As the program has developed, critics have become concerned about its size and scope, lack of transparency and articulation of long-term plans. Further, the issue of so-called “orphan works,” those works that have fallen out of copyright protection and are therefore without rights holders, as well as hints of monopoly practices have been of particular concern. Furthermore, Darnton highlights a more generalized concern about Google, in general, which is their lack of commitment to the public good on any long-term basis. Despite their company motto that espouses do-gooding as the primary mission statement (“Don’t be evil”), Google remains a for-profit private entity: “as a commercial enterprise, Google’s first duty is to provide a profit for its shareholders, and the settlement leaves no room for representation of libraries, readers, or the public in general” (Darnton 2009).

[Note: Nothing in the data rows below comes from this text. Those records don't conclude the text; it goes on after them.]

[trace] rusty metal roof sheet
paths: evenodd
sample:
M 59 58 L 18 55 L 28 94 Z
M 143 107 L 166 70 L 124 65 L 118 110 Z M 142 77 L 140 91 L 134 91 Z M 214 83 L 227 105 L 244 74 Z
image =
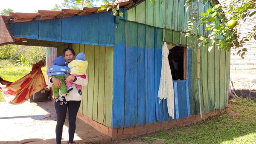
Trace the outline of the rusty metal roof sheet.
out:
M 120 7 L 122 7 L 132 3 L 133 1 L 132 0 L 122 0 L 117 3 L 119 4 Z M 114 6 L 116 6 L 116 3 Z M 15 23 L 68 17 L 106 12 L 105 10 L 98 12 L 98 9 L 99 8 L 100 8 L 84 7 L 83 9 L 62 9 L 61 11 L 38 10 L 36 13 L 10 12 L 9 15 L 3 16 L 3 17 L 6 23 Z

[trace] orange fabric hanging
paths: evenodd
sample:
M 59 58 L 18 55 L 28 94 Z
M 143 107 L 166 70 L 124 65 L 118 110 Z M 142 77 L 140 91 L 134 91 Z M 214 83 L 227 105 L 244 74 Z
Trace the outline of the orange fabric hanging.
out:
M 0 76 L 0 91 L 6 101 L 13 104 L 22 104 L 32 95 L 46 87 L 41 70 L 44 65 L 39 61 L 33 65 L 30 72 L 13 83 L 5 81 Z

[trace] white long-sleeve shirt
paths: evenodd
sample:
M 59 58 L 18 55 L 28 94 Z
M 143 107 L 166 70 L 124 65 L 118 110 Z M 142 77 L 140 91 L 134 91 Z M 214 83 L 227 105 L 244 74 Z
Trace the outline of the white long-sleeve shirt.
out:
M 85 75 L 87 75 L 86 74 L 86 72 L 85 72 Z M 47 84 L 48 86 L 52 87 L 52 86 L 53 83 L 51 83 L 50 82 L 51 79 L 53 77 L 51 77 L 49 78 L 47 82 Z M 78 84 L 81 85 L 82 86 L 86 86 L 88 84 L 88 79 L 87 77 L 86 78 L 80 78 L 79 77 L 77 77 L 76 78 L 77 79 L 75 82 L 74 82 L 73 84 L 72 84 L 72 87 L 73 87 L 73 89 L 70 91 L 69 93 L 67 94 L 67 95 L 65 96 L 66 100 L 67 101 L 81 101 L 82 99 L 82 98 L 83 96 L 83 93 L 82 92 L 82 95 L 80 95 L 78 93 L 78 90 L 76 89 L 75 84 Z M 61 91 L 59 91 L 59 97 L 61 97 Z

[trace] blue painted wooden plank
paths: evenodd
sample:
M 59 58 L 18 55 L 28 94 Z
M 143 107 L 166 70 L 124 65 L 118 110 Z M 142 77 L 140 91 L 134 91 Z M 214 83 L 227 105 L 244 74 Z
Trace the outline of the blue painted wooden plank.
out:
M 99 45 L 99 14 L 81 16 L 81 43 Z
M 113 70 L 112 128 L 124 127 L 125 113 L 125 27 L 120 20 L 115 29 Z
M 81 17 L 75 16 L 61 19 L 62 42 L 81 43 Z
M 177 83 L 173 82 L 173 87 L 174 89 L 174 102 L 175 107 L 175 119 L 179 119 L 179 106 L 178 104 L 178 90 L 177 89 Z
M 190 106 L 189 104 L 189 81 L 186 81 L 186 99 L 187 101 L 187 115 L 189 116 L 190 115 Z
M 38 39 L 38 21 L 15 23 L 14 24 L 15 37 Z
M 14 34 L 14 25 L 13 23 L 7 23 L 7 26 L 9 32 L 11 32 L 11 34 L 13 35 L 13 34 Z
M 163 45 L 163 29 L 155 28 L 155 97 L 156 99 L 156 109 L 157 112 L 157 120 L 158 122 L 162 122 L 163 120 L 163 102 L 159 104 L 159 98 L 157 98 L 157 94 L 160 79 L 161 78 L 161 70 L 162 68 L 162 47 Z
M 126 22 L 125 127 L 134 126 L 137 121 L 137 23 Z
M 41 40 L 61 41 L 61 20 L 39 20 L 39 37 Z
M 137 53 L 137 92 L 138 95 L 138 124 L 146 124 L 146 95 L 145 93 L 145 45 L 146 26 L 138 24 Z
M 145 68 L 146 83 L 146 121 L 147 123 L 156 122 L 155 98 L 154 95 L 154 34 L 153 27 L 147 26 Z
M 114 17 L 111 12 L 99 14 L 99 44 L 113 46 L 115 35 Z

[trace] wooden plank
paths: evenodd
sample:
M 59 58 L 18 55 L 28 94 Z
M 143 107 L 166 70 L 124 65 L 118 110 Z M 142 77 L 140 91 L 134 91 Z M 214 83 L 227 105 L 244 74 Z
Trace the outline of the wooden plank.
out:
M 94 60 L 94 89 L 93 91 L 93 119 L 98 121 L 98 96 L 99 95 L 99 47 L 95 46 Z
M 159 6 L 159 27 L 163 29 L 166 28 L 166 0 L 161 0 Z
M 87 116 L 93 118 L 93 90 L 94 89 L 94 46 L 86 46 L 88 48 L 88 100 L 87 103 Z
M 173 0 L 173 9 L 172 10 L 172 29 L 178 31 L 178 20 L 179 20 L 179 1 L 180 0 Z
M 115 29 L 113 73 L 112 128 L 124 127 L 125 112 L 125 21 L 120 20 Z
M 166 0 L 166 28 L 172 30 L 172 18 L 173 17 L 173 2 L 174 0 Z
M 146 23 L 146 2 L 143 1 L 136 6 L 135 20 L 138 23 Z M 128 11 L 129 11 L 128 10 Z
M 177 1 L 177 0 L 176 0 Z M 180 0 L 177 1 L 178 2 L 178 13 L 177 20 L 177 30 L 179 32 L 184 30 L 184 23 L 185 21 L 185 0 Z
M 81 17 L 61 19 L 61 41 L 81 43 Z
M 32 39 L 38 39 L 38 21 L 32 21 L 27 23 L 15 23 L 14 24 L 13 36 L 28 38 Z
M 154 2 L 154 26 L 157 27 L 159 27 L 159 6 L 160 0 L 156 0 Z
M 210 41 L 208 45 L 210 46 L 212 42 Z M 210 52 L 207 51 L 208 53 L 208 90 L 209 95 L 209 105 L 210 112 L 214 111 L 214 49 Z
M 136 20 L 136 7 L 130 9 L 127 12 L 127 20 L 135 21 Z
M 154 25 L 154 2 L 150 4 L 150 0 L 146 0 L 146 24 L 153 26 Z
M 163 33 L 162 29 L 155 28 L 156 32 L 156 35 L 155 32 L 155 48 L 154 48 L 154 58 L 155 58 L 155 97 L 157 98 L 156 100 L 156 107 L 157 112 L 157 121 L 159 122 L 164 121 L 163 110 L 163 102 L 159 104 L 159 98 L 157 98 L 159 85 L 160 84 L 160 79 L 161 78 L 161 71 L 162 69 L 162 48 L 163 45 Z
M 221 51 L 220 63 L 220 105 L 221 109 L 225 108 L 226 92 L 225 90 L 225 53 Z
M 99 45 L 99 14 L 81 17 L 81 43 L 91 45 Z
M 115 35 L 114 17 L 111 12 L 99 14 L 99 45 L 101 46 L 113 46 Z
M 156 121 L 155 99 L 154 97 L 154 81 L 152 78 L 154 74 L 154 28 L 146 27 L 146 46 L 145 52 L 145 75 L 146 88 L 146 122 L 147 124 Z
M 145 46 L 146 26 L 138 25 L 137 58 L 137 93 L 138 124 L 146 124 L 146 95 L 145 93 Z
M 214 51 L 214 101 L 216 109 L 220 109 L 220 52 L 218 46 L 215 44 Z
M 137 113 L 137 32 L 135 23 L 125 23 L 125 127 L 134 126 Z
M 61 41 L 61 20 L 39 20 L 39 38 L 40 40 Z
M 104 112 L 105 91 L 105 47 L 100 46 L 99 65 L 99 95 L 98 97 L 98 122 L 106 123 Z
M 192 95 L 194 98 L 194 113 L 199 113 L 199 98 L 198 79 L 197 78 L 197 57 L 198 37 L 193 35 L 192 37 L 192 49 L 191 55 L 191 80 Z
M 113 47 L 106 47 L 105 61 L 105 125 L 111 127 L 113 87 Z

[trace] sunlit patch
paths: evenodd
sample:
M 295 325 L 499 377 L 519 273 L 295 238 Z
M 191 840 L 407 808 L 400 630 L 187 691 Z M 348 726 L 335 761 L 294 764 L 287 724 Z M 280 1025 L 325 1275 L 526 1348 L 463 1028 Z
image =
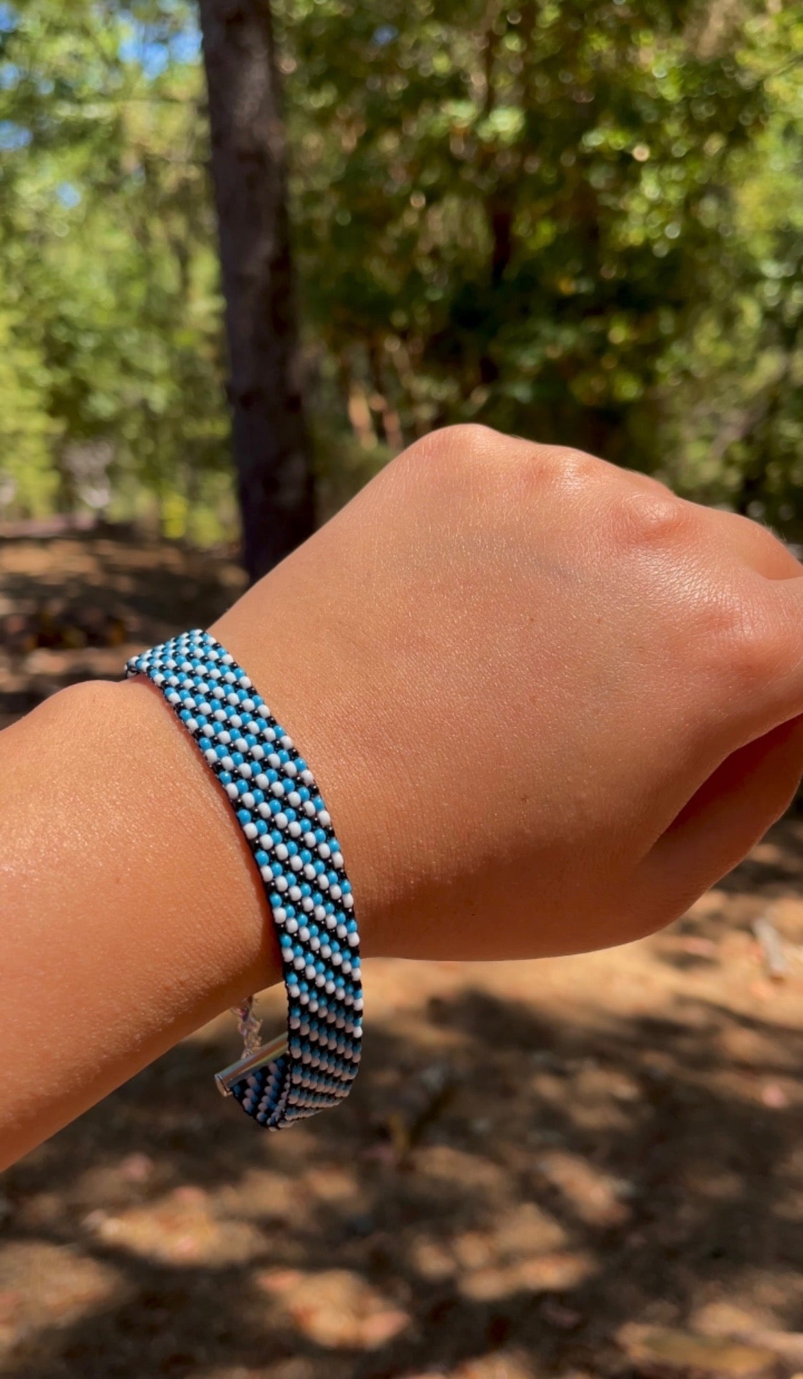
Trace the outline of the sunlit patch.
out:
M 0 1361 L 26 1338 L 66 1327 L 125 1291 L 120 1273 L 67 1245 L 14 1241 L 0 1249 Z
M 160 1263 L 236 1265 L 264 1251 L 260 1230 L 219 1216 L 202 1187 L 176 1187 L 154 1202 L 113 1215 L 92 1212 L 85 1225 L 103 1244 Z
M 266 1269 L 255 1284 L 307 1340 L 331 1350 L 377 1350 L 410 1321 L 404 1307 L 350 1269 Z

As Google Books has turned its eye offshore, some of its potential target markets and sites of content, France and Germany, responded from a state level, with typically high-brow/high-culture arguments appealing to each country’s long history of resisting the commodification and control of its cultural output by others. The case of France is particularly reminiscent of another attempt by that nation to resist U.S. corporate digital hegemony, constructing the Minitel, a major national digital communications infrastructure and platform, in large part to resist the encroachment of IBM.
Yet the US government has finally, albeit weakly, gotten into the anti-GBS act. Instead of the high-culture protectionist rhetoric of Germany and France, the Department of Justice preferred an appeal to free markets. Darnton finds irony in “foreign governments defending a European notion of culture against the capitalistic inroads of an American company.”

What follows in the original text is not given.